I never felt comfortable in Turkey, because it was not a safe distance from my enemies in Iraq. So I never felt secure there and was haunted by fear and anxiety. Then I started asking fellow Iraqis in Turkey about the possibility of leaving for a distant country. They told me that I needed to register with the UN in Ankara.
I did take my children by bus to Ankara--a trip that lasted many hours. When we reached the UN office we found lots of people waiting outside the door, trying to enter. After waiting a long time we were finally admitted to a lobby that was crowded with a large number of people from various parts of the globe.
Once we had registered, they asked why we were applying for humanitarian refugee status. Then I recounted the history of my calamities as a refugee. They said they would telephone us to conduct a second interview. That did occur and was followed by a third one. Eventually we were assigned to America and an interview was arranged with a representative of the U.S. Refugee Admissions Program.
The Americans arranged a three-day workshop for us, and during it we had physical exams to check to make sure we had no contagious or chronic diseases. Because I had no family or relatives in America, a representative of a Roman Catholic charity in New Jersey contacted me and told me that my children and I would be received by them in New Jersey.
One rainy day in August we reached America. At the Philadelphia Airport we found two Americans from the charity and an Iraqi woman translator waiting for us. They took us to the charity’s headquarters in Camden where Mrs. Cathy, the head of organization, welcomed us. She had rented an apartment for us in Gloucester, paying the rent in advance for three months. They also provided us with food vouchers.
Some of our new neighbors, though, did not like having Arab Muslims near them, and a woman who lived on the ground floor started harassing us every day. She would turn up the volume of her TV till it was really loud and leave it like that all night long. At six in the morning she would play the childish prank of ringing our doorbell. She would drop metal weights her husband used for physical training really hard on the floor, making our whole apartment shake. After I discovered her taking photos of my children with her mobile phone, I became so frightened and furious that I complained to the woman who managed the apartment complex. She wasn’t able to stop the woman’s harassment, and I contacted the police. My tormentor told the officer that her husband had been deployed to fight in Iraq and that since we were Iraqis we should be killed. Then the policeman merely smiled and did not write her up. So I was obliged to move to another apartment far away from her.
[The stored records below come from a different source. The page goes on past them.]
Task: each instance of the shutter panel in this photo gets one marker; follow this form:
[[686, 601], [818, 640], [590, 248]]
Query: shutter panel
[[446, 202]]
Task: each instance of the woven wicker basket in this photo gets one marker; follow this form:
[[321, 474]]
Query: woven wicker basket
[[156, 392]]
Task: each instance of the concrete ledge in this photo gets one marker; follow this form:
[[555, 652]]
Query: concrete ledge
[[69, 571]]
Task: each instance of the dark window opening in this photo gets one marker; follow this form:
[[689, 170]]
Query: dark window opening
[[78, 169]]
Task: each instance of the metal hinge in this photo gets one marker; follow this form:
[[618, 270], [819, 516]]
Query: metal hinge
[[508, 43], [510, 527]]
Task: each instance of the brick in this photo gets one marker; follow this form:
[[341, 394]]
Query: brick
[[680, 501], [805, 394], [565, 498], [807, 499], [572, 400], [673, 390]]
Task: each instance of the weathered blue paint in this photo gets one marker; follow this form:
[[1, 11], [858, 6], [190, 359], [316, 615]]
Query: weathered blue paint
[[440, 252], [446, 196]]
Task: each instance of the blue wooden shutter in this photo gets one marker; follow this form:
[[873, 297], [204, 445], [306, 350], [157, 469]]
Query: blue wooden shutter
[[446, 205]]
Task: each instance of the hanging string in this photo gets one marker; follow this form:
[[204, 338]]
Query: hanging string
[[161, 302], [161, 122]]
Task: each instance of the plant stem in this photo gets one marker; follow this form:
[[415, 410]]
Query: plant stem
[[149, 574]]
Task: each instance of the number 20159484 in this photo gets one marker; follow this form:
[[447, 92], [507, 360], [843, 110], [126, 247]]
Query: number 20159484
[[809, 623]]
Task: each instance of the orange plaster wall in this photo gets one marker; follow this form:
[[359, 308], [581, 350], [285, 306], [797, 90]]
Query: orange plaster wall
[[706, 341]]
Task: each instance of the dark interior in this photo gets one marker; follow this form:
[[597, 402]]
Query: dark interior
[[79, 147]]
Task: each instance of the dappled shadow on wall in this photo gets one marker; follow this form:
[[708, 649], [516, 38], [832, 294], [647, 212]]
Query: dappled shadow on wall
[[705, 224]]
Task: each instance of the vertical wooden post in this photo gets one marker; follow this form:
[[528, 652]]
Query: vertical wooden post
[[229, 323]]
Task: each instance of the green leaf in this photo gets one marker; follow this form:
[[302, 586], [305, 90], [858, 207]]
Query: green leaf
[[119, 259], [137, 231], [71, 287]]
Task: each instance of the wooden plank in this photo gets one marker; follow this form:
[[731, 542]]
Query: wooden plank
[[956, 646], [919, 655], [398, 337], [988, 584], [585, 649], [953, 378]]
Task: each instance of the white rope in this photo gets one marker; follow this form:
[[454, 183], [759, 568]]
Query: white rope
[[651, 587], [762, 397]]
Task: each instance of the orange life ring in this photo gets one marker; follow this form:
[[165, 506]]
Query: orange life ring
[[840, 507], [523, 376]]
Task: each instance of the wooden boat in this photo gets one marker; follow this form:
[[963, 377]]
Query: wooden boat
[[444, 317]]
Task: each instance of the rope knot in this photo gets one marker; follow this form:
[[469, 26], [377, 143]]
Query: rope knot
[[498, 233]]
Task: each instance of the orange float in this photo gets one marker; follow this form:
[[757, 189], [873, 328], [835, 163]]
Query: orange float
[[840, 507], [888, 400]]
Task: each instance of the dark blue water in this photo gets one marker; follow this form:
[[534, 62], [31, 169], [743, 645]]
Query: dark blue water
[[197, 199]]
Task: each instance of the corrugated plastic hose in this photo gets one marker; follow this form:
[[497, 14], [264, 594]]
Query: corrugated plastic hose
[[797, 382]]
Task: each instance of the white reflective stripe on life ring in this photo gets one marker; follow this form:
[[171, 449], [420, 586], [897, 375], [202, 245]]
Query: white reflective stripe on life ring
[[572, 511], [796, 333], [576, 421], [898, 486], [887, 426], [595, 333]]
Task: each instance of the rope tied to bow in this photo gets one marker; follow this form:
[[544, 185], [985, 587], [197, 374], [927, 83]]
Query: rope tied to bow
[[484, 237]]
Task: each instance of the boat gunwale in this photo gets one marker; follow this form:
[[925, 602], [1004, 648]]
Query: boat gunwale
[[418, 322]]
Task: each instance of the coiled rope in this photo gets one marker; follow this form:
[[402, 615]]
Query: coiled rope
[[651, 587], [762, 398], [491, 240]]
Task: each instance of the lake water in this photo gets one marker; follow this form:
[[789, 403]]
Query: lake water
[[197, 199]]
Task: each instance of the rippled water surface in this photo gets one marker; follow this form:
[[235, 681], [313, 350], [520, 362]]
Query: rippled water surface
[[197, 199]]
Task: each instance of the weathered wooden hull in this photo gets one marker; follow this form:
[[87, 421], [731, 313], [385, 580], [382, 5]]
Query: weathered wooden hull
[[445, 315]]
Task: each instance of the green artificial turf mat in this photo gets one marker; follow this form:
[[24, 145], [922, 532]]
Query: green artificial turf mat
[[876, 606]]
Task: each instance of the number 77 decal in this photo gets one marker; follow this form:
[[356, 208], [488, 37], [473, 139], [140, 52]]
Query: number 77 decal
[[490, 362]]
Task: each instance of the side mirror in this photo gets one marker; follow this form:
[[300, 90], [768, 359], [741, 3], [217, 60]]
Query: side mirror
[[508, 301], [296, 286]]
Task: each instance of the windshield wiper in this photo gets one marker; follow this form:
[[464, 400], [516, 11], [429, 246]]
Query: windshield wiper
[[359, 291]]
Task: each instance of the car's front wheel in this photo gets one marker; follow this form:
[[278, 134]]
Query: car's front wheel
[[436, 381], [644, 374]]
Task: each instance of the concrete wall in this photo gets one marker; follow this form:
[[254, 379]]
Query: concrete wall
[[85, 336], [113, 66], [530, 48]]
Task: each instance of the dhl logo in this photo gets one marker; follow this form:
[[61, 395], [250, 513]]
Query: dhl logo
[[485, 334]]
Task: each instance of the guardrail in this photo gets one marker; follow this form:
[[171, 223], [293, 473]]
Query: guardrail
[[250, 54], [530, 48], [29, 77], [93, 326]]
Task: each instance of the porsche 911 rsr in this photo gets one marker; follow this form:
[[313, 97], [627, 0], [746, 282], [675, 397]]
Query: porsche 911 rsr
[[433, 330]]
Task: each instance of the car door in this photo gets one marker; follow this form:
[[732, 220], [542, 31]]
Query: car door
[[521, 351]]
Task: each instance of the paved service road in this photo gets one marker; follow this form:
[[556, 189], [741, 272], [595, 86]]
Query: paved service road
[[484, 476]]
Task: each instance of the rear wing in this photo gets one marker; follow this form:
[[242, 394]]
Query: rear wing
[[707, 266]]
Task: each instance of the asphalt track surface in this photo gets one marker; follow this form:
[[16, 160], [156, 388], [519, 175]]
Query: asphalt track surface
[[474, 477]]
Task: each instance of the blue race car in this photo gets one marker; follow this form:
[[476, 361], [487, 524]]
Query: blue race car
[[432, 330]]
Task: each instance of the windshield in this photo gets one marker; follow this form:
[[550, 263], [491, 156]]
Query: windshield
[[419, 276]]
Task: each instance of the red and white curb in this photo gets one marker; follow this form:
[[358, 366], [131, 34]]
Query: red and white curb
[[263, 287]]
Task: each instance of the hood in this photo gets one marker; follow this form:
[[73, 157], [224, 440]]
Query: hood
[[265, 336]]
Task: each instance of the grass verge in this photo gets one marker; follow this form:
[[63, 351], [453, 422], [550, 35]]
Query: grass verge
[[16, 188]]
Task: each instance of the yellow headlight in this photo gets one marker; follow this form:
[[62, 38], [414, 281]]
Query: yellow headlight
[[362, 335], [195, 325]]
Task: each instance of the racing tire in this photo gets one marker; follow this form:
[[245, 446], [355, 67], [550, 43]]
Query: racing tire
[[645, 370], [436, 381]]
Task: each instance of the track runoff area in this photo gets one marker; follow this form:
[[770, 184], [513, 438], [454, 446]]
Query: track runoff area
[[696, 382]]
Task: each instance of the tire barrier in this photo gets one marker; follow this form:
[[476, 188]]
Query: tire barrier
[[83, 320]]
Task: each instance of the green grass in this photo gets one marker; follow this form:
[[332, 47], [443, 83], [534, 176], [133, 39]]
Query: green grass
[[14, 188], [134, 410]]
Now I live somewhere else, but even so it isn’t easy being a Muslim woman who wears a headscarf in America. Many people, knowing nothing about me, assume I’m a terrorist.
The limit of their knowledge about Islam is the distorted picture some media outlets continue to broadcast every day. My one request is that people should not hate other people simply because they differ in appearance, complexion, race, or creed. We all share a common humanity; that’s the important thing.